Viele Sportler berichten, dass ihnen ihre persönlichen Bestmarken an Tagen gelangen, an denen sie selbst damit gar nicht gerechnet hatten. Körper wie Psyche lassen sich eben nicht nach Belieben steuern. Wer am nächsten Sonntag gut drauf ist und wer nicht, das lässt sich heute so wenig seriös prophezeien wie das Wetter am Tag der Entscheidung. Dabei ist der meteorologische Aspekt nicht zu vernachlässigen. Vor allem die Kleidung sollte sich daran ausrichten, ob Regen vorhergesagt ist, Kälte oder sommerliche Bedingungen, die es schon einige Male in der Geschichte des Hamburg-Marathons gab, obwohl damit Ende April nicht zwingend zu rechnen ist.

Als Indikator für die persönliche Tagesform taugt der Wetterbericht jedoch nicht allzu viel: „Die individuellen Reaktionen sind unterschiedlich“, sagt Braumann. „Manche blühen auf bei Wärme, für die meisten ist ein abrupter Temperaturanstieg ein Problem.“ Für alle gilt bei Temperaturen, die schon am Start morgens um neun Uhr bei 15 Grad plus liegen: das Trinken nicht vergessen! Ohne ausreichende Flüssigkeitszufuhr beginnt der Organismus zu rebellieren.

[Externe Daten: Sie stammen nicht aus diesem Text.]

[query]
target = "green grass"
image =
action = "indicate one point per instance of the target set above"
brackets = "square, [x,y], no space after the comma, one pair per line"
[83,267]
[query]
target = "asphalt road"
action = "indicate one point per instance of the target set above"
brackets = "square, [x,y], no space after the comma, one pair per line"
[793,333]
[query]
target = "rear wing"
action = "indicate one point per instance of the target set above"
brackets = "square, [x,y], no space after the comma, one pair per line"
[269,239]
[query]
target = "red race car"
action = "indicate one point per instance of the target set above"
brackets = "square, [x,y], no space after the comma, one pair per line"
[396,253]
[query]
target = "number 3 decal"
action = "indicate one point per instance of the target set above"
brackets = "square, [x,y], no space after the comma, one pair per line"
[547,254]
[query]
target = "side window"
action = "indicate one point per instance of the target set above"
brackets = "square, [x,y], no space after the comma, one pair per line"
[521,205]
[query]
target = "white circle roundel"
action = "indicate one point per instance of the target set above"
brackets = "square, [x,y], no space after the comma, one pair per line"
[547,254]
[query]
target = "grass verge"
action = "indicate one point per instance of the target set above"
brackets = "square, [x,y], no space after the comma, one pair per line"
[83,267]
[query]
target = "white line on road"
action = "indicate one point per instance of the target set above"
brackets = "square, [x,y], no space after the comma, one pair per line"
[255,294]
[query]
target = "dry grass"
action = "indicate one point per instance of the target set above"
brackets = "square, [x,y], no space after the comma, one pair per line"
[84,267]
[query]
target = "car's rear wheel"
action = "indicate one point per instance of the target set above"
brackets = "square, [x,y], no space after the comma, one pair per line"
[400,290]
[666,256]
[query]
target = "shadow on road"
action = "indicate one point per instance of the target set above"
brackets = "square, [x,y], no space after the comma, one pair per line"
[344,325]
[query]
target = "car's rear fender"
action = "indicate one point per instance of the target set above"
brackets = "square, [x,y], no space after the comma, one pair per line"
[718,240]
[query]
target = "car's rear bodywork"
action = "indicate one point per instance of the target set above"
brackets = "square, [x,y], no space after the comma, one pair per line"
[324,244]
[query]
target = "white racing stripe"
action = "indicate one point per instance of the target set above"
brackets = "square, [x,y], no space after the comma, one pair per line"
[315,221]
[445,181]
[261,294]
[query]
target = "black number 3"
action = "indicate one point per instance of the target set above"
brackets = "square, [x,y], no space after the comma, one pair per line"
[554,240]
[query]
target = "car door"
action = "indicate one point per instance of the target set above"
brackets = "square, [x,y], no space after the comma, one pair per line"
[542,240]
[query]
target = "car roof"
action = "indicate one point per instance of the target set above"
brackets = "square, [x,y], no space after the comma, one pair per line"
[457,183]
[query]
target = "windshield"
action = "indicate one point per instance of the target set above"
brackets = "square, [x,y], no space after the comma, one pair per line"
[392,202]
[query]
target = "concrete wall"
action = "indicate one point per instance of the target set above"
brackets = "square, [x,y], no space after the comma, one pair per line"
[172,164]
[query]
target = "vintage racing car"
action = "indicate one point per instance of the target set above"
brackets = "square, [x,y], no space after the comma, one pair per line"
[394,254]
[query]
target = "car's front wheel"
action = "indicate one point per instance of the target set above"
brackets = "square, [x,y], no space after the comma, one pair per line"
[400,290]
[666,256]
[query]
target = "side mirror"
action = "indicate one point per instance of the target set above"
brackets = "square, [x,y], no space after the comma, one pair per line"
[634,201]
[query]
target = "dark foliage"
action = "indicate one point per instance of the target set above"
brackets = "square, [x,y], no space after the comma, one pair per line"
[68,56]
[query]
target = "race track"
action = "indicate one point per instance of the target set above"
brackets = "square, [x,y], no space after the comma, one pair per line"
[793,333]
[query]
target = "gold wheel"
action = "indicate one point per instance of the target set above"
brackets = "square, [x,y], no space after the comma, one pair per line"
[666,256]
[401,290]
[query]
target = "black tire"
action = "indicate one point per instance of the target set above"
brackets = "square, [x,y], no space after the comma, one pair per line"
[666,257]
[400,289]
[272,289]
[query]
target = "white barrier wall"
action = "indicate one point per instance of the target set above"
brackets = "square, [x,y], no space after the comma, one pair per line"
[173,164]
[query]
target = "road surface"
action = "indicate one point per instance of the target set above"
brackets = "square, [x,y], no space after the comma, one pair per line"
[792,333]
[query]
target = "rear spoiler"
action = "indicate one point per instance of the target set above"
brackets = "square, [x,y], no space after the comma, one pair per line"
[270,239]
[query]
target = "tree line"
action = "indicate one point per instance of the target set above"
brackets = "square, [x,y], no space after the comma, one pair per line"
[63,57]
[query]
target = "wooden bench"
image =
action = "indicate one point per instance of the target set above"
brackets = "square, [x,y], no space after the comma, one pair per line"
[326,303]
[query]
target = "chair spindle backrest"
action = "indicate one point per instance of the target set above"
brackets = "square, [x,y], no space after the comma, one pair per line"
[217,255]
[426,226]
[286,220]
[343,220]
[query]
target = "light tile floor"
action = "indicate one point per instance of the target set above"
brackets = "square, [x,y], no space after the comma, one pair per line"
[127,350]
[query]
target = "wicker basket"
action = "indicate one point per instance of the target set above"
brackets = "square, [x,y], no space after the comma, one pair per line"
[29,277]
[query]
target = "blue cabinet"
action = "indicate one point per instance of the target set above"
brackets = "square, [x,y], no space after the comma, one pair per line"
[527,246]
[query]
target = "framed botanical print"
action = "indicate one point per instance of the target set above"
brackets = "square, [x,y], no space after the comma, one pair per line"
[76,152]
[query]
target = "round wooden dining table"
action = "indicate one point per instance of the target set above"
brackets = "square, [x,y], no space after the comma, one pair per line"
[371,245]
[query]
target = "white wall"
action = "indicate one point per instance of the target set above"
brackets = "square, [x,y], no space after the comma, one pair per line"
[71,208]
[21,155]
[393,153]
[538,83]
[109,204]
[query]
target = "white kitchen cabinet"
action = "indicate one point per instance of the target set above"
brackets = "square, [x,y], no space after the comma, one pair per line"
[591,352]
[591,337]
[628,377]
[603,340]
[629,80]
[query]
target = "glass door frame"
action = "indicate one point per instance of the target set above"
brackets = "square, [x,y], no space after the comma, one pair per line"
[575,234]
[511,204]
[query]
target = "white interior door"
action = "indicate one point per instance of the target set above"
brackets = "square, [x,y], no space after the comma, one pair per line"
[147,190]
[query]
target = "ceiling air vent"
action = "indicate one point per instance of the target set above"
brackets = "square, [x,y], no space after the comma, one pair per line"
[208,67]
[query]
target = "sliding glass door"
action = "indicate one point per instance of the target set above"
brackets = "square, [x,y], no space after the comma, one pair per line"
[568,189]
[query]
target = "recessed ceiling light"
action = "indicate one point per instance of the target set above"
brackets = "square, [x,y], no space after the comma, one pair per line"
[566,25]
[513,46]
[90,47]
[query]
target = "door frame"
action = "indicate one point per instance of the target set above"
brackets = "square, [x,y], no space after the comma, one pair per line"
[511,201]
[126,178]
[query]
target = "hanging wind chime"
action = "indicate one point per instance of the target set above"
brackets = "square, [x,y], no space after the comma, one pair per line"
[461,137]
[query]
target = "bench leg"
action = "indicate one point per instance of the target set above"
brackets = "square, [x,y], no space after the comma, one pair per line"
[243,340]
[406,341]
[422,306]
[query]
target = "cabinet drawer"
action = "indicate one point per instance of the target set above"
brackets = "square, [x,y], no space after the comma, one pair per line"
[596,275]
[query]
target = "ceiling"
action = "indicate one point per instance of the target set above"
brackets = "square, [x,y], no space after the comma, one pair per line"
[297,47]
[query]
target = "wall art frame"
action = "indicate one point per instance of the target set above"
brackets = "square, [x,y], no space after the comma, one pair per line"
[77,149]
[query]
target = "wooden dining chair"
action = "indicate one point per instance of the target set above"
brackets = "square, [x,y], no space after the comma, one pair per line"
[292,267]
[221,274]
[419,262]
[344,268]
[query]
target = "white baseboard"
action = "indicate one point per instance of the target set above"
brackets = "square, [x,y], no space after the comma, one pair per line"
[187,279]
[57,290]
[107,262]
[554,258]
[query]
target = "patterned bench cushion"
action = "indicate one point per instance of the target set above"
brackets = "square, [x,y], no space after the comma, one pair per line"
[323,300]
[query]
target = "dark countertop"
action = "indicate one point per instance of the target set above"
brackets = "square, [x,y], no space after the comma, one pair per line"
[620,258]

Was tun, wenn in den nächsten Tagen Knie oder Waden oder der Rücken Probleme bereiten? Monatelang trainiert und nun absagen? Eine Faustregel gibt es für diese Situation nicht. Zipperlein an Gelenken, Sehnen und Muskeln sind keine Seltenheit. Bevor man sein Heil jedoch in Pillen oder Pülverchen zweifelhafter Herkunft und Wirkung sucht, sollte man, so Professor Braumann, „die Entscheidung, ob man laufen kann, gemeinsam mit seinem Hausarzt oder Orthopäden treffen.“

Abzuraten ist von einem in der Ultra-Langlaufszene gern herumerzählten Wahlspruch: „Wer ins Ziel kommt und nicht blutet, der hat nicht alles gegeben.“ Ein wenig zu martialisch, diese Formel. Ein Marathon ist schließlich kein Feldzug, sondern soll Vergnügen bereiten. Jeder, der diese Aufgabe bewältigt, darf stolz auf sich sein. Blut muss dafür nicht fließen, nur Schweiß.